La evolución de la jurisprudencia del T. Supremo en materia de vicios del consentimiento ha sido importante en cuanto se ha tendido a proteger a los consumidores en defensa de conductas que suponen un abuso de posición dominante en el mercado, exigiéndose un mayor rigor en cuanto a la obligación de informar a aquellos de las consecuencias derivadas de la firma de contratos normalmente elaborados por la empresa contratante, quien en su información no explica debidamente las consecuencias de los riesgos asumidos ni analiza las circunstancias del cliente a efectos de ofrecer sus productos.

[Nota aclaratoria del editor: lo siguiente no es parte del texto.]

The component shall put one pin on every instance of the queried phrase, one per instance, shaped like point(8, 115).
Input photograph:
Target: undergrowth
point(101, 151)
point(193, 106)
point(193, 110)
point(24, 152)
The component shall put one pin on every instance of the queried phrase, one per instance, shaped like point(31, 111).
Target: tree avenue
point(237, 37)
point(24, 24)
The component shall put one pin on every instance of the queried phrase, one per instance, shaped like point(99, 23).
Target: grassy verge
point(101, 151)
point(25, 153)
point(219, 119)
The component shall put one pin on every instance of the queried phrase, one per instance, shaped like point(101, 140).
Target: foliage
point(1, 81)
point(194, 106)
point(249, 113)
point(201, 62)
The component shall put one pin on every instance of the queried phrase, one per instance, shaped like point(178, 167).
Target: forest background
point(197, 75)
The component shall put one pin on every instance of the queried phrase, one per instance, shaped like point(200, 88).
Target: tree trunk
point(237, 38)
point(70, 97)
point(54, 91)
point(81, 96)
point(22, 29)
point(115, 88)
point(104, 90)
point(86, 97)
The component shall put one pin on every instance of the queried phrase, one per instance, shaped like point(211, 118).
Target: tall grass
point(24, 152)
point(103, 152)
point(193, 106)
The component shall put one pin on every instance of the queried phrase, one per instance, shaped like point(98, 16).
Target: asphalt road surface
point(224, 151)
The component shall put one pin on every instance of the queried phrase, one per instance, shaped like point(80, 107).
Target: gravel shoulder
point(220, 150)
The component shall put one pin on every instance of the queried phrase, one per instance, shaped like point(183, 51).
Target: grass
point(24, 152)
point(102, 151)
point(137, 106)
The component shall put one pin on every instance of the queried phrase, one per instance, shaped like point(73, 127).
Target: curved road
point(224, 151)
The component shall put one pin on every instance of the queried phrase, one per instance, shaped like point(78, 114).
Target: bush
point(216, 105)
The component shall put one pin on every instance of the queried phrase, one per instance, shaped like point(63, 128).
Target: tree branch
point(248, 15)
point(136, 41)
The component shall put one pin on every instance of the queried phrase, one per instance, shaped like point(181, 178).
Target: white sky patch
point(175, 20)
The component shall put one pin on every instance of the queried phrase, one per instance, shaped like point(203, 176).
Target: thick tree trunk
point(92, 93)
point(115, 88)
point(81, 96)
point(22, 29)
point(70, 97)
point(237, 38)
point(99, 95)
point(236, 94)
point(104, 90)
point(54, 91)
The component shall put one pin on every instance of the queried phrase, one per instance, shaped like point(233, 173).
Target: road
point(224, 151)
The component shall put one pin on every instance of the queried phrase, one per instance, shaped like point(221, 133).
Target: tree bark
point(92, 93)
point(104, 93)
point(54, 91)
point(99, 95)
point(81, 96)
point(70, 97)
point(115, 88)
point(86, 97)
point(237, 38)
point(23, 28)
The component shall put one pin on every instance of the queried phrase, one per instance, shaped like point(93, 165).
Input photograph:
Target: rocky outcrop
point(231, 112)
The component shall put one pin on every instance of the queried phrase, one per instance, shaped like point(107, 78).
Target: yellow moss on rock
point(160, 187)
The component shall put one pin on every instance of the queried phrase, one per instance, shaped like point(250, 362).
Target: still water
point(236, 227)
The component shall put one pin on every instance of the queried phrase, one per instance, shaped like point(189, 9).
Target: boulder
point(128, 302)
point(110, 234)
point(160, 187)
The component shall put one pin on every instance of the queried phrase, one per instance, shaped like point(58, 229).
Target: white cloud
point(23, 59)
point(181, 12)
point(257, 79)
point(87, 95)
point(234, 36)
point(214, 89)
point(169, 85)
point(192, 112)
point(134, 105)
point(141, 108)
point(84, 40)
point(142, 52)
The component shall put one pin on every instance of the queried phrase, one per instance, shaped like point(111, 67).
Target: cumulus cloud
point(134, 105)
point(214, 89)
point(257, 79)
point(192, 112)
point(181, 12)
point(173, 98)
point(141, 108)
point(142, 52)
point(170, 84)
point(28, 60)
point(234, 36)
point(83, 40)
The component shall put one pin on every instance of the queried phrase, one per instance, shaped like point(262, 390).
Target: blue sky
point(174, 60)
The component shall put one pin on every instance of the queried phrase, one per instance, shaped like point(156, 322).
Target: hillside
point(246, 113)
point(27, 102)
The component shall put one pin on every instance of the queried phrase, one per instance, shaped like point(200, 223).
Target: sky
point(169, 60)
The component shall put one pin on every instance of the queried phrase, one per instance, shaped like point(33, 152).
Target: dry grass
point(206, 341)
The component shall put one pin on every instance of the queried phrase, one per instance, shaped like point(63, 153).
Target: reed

Tal como se indicó en la sentencia de la AP de Palma de Mallorca Secc. 5ª de 21-3-2011 'el derecho a la información en el sistema bancario y la tutela de la transparencia bancaria es básica para el funcionamiento del mercado de servicios bancarios y su finalidad tanto es lograr la eficiencia del sistema bancario como tutelar los sujetos que intervienen en él (el cliente bancario), principalmente, a través tanto de la información precontractual, en la fase previa a la conclusión del contrato, como en la fase contractual, mediante la documentación exigible. Examinada la normativa del mercado de valores sorprende positivamente la protección dispensada al cliente dada la complejidad de ese mercado y el propósito decidido de que se desarrolle con transparencia pero sorprende, sobre todo, el prolijo desarrollo normativo sobre el trato debido de dispensar al cliente, con especial incidencia en la fase precontractual ....... Esta especial atención por parte del legislador, estableciendo códigos y normas de conducta y actuación tienden a proteger, no únicamente al cliente consumidor, sino al cliente en general, en un empeño de dotar de claridad y transparencia a las operaciones que se realizan con las entidades financieras, y a cuyo sector concurren los consumidores, de forma masiva, tanto para la celebración de contrato mas simples, como la apertura de una cuenta, como a los mas complejos, como los productos de inversión con lo que se pretende rentabilizar los ahorros, saliendo al paso de ese modo de la cultura del 'donde hay que firmar' que se había instalado en este ámbito.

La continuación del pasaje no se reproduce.